The Syrian government denies using incendiary or chemical weapons, saying rebels were planning to stage a fake chemical attack to discredit the army.
Mr Mattis’s comments came as the death toll in Eastern Ghouta surpassed 1,100 people since the government began its three-week offensive to capture the last rebel stronghold on the edge of the capital. The offensive has been typified by ferocious air raids and widespread use of indiscriminate weapons such as barrel bombs.
Doctors in the devastated area, which has been under full or partial siege for five years, have described scenes of chaos and horror unfolding under near-constant assault by airstrikes and rockets in recent weeks.
Dr Hamza Hassan, a physician operating inside Eastern Ghouta, described the death of a small boy early on Sunday.

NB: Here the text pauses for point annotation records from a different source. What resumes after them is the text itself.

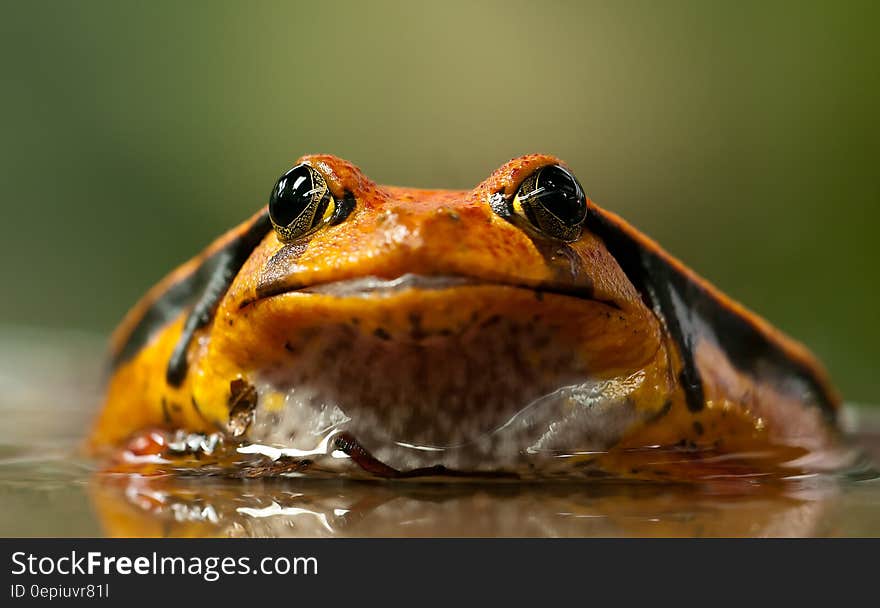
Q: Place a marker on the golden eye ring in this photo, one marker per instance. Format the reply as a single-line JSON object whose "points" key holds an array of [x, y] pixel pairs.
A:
{"points": [[552, 201], [300, 203]]}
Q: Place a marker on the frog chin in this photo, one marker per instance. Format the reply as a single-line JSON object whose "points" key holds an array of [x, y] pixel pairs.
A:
{"points": [[495, 383]]}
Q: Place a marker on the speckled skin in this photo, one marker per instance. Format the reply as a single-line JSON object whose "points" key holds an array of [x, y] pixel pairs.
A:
{"points": [[268, 318]]}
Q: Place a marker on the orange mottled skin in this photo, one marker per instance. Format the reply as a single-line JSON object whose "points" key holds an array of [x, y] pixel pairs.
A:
{"points": [[397, 231]]}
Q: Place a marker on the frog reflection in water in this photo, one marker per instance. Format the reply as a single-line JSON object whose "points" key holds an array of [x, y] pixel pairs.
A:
{"points": [[516, 329]]}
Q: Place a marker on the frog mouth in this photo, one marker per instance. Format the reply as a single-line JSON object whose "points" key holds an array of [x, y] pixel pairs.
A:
{"points": [[440, 370], [370, 286]]}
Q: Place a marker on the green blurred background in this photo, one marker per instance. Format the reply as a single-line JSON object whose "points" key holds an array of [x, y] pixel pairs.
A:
{"points": [[745, 137]]}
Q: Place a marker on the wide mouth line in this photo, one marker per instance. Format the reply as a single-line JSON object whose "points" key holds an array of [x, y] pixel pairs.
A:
{"points": [[372, 285]]}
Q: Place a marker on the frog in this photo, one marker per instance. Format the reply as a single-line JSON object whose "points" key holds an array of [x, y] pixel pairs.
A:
{"points": [[513, 330]]}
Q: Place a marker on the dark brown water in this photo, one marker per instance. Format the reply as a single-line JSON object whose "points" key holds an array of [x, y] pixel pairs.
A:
{"points": [[49, 392]]}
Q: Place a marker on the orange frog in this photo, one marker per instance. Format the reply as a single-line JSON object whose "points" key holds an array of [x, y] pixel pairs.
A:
{"points": [[516, 329]]}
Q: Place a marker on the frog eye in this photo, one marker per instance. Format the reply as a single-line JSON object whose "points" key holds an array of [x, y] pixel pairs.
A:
{"points": [[300, 202], [552, 200]]}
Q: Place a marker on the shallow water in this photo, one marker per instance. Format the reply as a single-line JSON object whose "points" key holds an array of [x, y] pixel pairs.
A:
{"points": [[49, 391]]}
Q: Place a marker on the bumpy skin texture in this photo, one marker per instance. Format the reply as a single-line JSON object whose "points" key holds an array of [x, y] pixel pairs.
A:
{"points": [[710, 374]]}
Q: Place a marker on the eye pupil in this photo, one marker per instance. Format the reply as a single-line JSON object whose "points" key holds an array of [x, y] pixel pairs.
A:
{"points": [[552, 200], [561, 195], [298, 202]]}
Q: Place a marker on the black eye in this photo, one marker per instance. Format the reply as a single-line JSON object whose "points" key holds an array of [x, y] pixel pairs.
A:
{"points": [[552, 200], [299, 203]]}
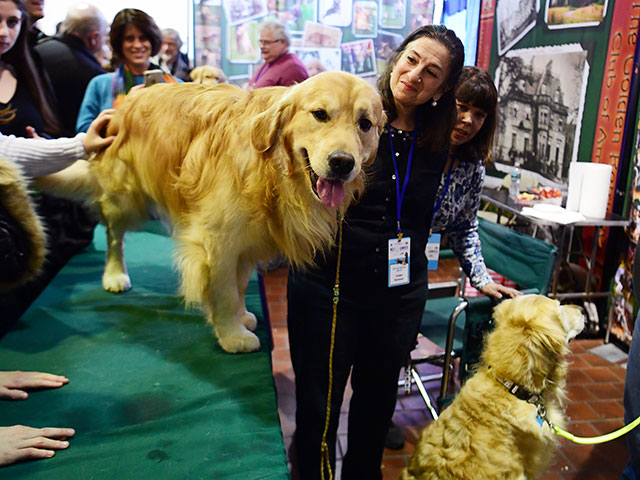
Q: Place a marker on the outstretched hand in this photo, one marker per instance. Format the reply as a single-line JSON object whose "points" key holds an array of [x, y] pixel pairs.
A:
{"points": [[497, 290], [26, 443], [94, 140], [13, 384]]}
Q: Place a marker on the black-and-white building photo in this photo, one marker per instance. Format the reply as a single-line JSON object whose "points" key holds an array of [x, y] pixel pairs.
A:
{"points": [[540, 102], [514, 20]]}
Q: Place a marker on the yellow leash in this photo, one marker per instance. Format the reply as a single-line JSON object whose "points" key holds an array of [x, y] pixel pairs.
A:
{"points": [[324, 448], [595, 440]]}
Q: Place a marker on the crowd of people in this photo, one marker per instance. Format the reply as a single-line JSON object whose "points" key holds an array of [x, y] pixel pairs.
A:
{"points": [[427, 176]]}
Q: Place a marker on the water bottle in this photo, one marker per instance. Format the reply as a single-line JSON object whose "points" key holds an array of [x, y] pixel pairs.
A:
{"points": [[514, 186]]}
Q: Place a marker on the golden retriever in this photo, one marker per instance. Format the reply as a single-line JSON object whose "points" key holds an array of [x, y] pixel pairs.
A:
{"points": [[241, 176], [489, 433], [207, 75]]}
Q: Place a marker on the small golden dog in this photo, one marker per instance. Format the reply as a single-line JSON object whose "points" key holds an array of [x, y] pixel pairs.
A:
{"points": [[207, 75], [241, 176], [488, 432]]}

Seven-year-old Muhamad Saif Hijazi had been sheltering in a basement when the building was hit and he was blown apart.
Death toll rises after Syria airstrikes, in pictures
Syrian government forces, backed by Russian airpower, appear to be pursuing the same divide and conquer strategy in Eastern Ghouta that they used to devastating effect in Aleppo.
Late on Saturday, Syrian state TV broadcasted from Mesraba after the army captured it, driving a wedge deep inside the insurgent territory that left the major neighbourhoods of Douma and Harasta all but cut off.
But in a statement issued late on Saturday, Free Syrian Army-linked rebel groups Failaq al-Rahman and Jaish al-Islam have vowed to fight on, refusing any surrender and negotiated withdrawal. The groups have lost more than half the enclave’s area in two weeks of ground fighting.
With Eastern Ghouta now split into three parts, government forces are applying maximum pressure on each, crushing the insurgency street by street.
While the government and Russia say they have set up safe routes into government-held territory to help citizens escape the fighting, no civilians are known to have crossed through them yet.